As pessoas procuram a lado criticável de cada notícia. A vida vai mal, vai vazia, vai sem a praia de águas cristalinas e pior do que isso, num emprego que detestam, com horas a fazer o que não lhes apetece.

Por isso importa que a Maria não estivesse feia que chegue a sair da maternidade. Que a Josefa não tenha conseguido perder o peso e já passou um ano desde que pariu. Que a saia da sicrana era curta para ir a igreja. Só se vê ladrões, assassinos e incompetentes, seguindo-se a nota de que: as pessoas são burras, votaram neles. Nota esta, frequentemente proferida por quem, tantas vezes, nem se levantou do sofá para pôr a cruzinha no papel.

A mixórdia é tanta e tão vasta que vai do momento a que se pede uma bica até à altura em que precisamos de uma ambulância para ir às urgências.

É o carro que ocupa o lugar do portador de deficiência. A mulher que vê uma grávida atrás de si e desvia o olhar para que não tenha de lhe dar a vez. O carro que se para no meio da estrada porque dava muito trabalho andar dois metros. O carrinho de compras que fica por arrumar no meio do parque de estacionamento.

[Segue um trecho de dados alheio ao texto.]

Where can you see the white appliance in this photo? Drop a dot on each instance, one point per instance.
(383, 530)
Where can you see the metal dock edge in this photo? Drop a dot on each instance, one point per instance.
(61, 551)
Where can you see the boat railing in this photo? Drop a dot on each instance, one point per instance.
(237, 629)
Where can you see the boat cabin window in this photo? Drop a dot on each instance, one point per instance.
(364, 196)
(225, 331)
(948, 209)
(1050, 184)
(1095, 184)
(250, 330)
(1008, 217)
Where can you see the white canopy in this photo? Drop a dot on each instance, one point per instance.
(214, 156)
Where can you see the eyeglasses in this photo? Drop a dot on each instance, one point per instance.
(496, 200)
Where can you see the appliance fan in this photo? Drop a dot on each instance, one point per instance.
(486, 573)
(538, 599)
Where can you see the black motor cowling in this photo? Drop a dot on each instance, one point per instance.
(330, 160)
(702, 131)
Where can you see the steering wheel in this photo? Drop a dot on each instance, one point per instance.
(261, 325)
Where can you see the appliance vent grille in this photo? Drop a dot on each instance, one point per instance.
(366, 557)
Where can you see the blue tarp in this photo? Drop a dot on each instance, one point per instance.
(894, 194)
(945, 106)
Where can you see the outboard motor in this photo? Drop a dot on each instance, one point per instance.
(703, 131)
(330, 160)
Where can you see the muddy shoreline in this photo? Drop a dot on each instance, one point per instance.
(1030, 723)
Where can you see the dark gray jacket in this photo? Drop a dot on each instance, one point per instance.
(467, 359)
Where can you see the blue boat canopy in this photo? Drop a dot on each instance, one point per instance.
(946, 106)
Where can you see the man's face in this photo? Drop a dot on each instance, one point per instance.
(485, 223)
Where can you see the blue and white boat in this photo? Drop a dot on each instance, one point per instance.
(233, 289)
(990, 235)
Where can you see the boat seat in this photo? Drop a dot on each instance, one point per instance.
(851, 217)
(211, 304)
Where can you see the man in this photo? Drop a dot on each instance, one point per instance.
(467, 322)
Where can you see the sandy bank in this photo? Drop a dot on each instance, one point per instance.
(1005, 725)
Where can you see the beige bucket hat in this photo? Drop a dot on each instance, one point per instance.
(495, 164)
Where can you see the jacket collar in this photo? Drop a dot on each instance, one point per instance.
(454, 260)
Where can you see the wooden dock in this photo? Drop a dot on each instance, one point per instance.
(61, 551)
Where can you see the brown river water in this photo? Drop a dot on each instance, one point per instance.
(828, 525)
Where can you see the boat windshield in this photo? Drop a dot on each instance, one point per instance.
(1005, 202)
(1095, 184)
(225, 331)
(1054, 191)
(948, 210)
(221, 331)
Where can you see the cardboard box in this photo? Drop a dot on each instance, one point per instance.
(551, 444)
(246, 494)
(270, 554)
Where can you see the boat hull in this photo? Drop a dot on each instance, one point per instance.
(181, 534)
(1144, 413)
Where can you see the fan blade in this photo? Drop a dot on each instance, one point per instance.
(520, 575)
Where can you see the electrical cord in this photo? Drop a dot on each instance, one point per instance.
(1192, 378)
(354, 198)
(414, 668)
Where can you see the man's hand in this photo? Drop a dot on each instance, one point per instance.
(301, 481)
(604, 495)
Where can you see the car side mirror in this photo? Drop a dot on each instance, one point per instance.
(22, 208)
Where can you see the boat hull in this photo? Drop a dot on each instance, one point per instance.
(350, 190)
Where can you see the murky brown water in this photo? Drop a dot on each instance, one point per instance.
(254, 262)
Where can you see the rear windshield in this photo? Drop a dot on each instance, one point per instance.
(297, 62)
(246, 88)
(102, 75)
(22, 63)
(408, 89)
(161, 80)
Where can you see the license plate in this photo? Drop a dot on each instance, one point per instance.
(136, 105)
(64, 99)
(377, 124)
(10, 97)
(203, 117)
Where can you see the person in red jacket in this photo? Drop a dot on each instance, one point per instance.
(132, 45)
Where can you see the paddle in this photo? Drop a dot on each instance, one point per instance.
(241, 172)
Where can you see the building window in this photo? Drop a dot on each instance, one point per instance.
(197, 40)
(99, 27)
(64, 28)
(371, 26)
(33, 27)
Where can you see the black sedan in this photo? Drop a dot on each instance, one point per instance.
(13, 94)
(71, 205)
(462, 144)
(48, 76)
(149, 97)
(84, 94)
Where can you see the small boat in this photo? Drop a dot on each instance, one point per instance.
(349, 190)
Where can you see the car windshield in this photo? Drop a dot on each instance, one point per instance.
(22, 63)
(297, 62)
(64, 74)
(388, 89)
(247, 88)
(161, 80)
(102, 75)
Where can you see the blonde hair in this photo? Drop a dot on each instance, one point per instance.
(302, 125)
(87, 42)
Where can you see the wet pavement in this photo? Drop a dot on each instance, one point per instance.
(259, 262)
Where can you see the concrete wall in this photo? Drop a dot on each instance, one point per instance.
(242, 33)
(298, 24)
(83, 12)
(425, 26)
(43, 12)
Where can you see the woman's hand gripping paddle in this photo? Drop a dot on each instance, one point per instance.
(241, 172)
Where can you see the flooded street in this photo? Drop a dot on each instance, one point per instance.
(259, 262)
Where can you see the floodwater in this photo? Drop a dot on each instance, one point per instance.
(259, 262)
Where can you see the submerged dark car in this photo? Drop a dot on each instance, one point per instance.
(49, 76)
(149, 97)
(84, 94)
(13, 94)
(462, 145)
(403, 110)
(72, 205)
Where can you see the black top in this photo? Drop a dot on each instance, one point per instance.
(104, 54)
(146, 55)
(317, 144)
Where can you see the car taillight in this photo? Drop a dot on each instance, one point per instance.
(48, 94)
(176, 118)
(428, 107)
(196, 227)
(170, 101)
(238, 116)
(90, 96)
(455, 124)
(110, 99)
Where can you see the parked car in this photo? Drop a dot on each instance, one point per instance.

Todos, à sua forma e num determinado contexto, somos reféns da precariedade das nossas condições. O médicos e profissionais de saúde que arriscam em decisões possíveis (ou impossíveis) porque o desgaste é imenso e não há mãos a medir à quantidade dos que pedem ajuda para os que os podem ajudar. Os professores que ensinam como podem, tantas vezes de opinião cerceada, porque o governo quer estatísticas e os pais querem filhos perfeitos. Os pais que desesperam para ter quem cuide dos filhos, porque as férias de verão são quase três meses e os pais mal têm os 22 dias, já que uma parte desses acabam sempre gastos para resolver burocracias, muitas delas, justamente relacionadas com os filhos.

Damos atenção superficial a tudo e não avaliamos nada com o detalhe que lhe merece. Estamos sempre com pressa para voltar para a nossa vida ou para a próxima notícia cor-de-rosa. Queremos saber o que esta página disse e o que aquela influenciadora achou. Porque se alguém achar por nós não temos de perder tempo a pensar na nossa própria posição e perceber, tantas vezes, que gastamos tempo com o que não o merece, que apontamos o dedo acusador de forma implacável sem nos colocarmos no lugar do outro.

E nesta dança deixamos de querer saber dos outros. Ou queremos, mas só se for para lhes pontar o dedo. Tem de haver sempre um culpado. E às vezes o responsável somos o aglomerado que dá pelo nome de todos-nós.